Closeness to Moscow did not guarantee survival of the purges, but this topography shows the place of culture and the artist’s status in the periphery and in the center. Culture in the periphery had to remain “provincial”, and ensuring that it did so was the state’s main aim. Artists such as Kulish, Kurbas, and Khvyliovyi hindered “provincialization”. Mayhill Fowler states that the situation in Ukraine was not unique. The same process of provincialization and de-provincialization also took place in other republics, like Georgia. In this respect, it would be enriching to include in the account the instances when culture was produced in some Russian provinces, not in Moscow or Leningrad. Did the provincialization and de-provincialization process take place there too? From the account it is clear that the issue was not only language, but also the topography as such. Did it also apply to Russian-language productions in the territory of Russian SFSRs far removed from Moscow and Leningrad?

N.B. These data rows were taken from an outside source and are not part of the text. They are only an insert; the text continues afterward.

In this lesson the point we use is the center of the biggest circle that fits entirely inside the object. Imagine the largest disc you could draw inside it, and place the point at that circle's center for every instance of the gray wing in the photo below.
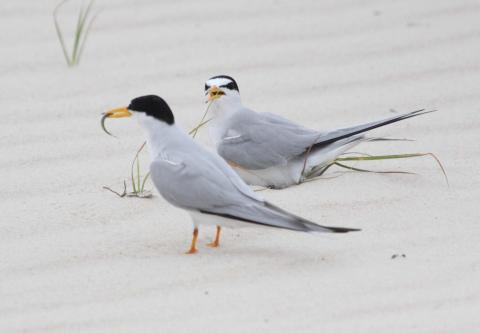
(261, 140)
(199, 183)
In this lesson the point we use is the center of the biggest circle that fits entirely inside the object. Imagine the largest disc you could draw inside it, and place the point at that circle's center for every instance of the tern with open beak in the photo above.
(201, 182)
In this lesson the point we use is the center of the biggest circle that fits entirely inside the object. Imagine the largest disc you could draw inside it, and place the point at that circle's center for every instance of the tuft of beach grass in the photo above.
(84, 24)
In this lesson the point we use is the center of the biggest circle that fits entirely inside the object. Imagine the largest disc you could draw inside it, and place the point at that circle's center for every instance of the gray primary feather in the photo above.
(262, 140)
(192, 178)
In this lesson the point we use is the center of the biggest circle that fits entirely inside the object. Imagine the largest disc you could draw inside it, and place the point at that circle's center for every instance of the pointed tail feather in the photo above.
(343, 133)
(307, 225)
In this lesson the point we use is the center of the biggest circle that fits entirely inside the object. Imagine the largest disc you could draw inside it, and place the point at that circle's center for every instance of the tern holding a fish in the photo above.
(268, 150)
(192, 178)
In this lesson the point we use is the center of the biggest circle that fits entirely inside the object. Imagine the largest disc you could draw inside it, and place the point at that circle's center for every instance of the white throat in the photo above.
(222, 110)
(160, 136)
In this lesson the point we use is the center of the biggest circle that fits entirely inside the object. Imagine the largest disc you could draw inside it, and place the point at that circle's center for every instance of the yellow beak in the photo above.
(214, 93)
(115, 113)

This book has appeared at a special moment in Ukrainian history when the researched period plays an important role in the memory scape of the country. The artists who are the subject of the book are generally referred to in Ukraine as “Executed Renaissance” (Rozstrilyane vidrodzhennia). This term was coined in 1959 by Jerzy Giedroyc, a Polish intellectual, referring to writers and artists who were active in the Ukrainian Socialist Soviet Republic and who were executed or repressed by Stalin’s totalitarian regime. Therefore, the term “Red Renaissance” is also used. The “Executed Renaissance” is considered to be a Ukrainian artistic avant-garde which surpassed national boundaries in art and created new modernist artistic forms. Since 2014 leading publishing houses in Ukraine such as Osnovy, Smoloskyp, and Tempora have published series of books and anthologies dedicated specifically to these writers and artists of the 1910s—1930s.1 In this respect, Mayhill Fowler’s book presents an elaborate theoretical and contextual account which can help to locate the artists and their art in a specific time and a specific locality. It should be interesting for both academic and non-academic readers. ≈

Reference

1 See: Kyivski neoklasyky: antolohiia 1910—1930, ed. Natalia Kotenko, Kyiv: Smoloskyp, 2015, 920 s.; Beladonna: lubovnyj roman 1920h rokiv, Kyiv: Tempora 2016; Postril na shodah: detektyv 1920h rokiv, Kyiv: Tempora, 2016; “Rozstriliane Vidrodzhennia” antology, Kyiv: Osnovy, 2015.

Movers and Shakers of Soviet Ukrainian culture in the 1920s–1930s, “Beau Monde on Empire’s Edge. State and Stage in Soviet Ukraine”, Mayhill C. Fowler, University of Toronto Press, 2017.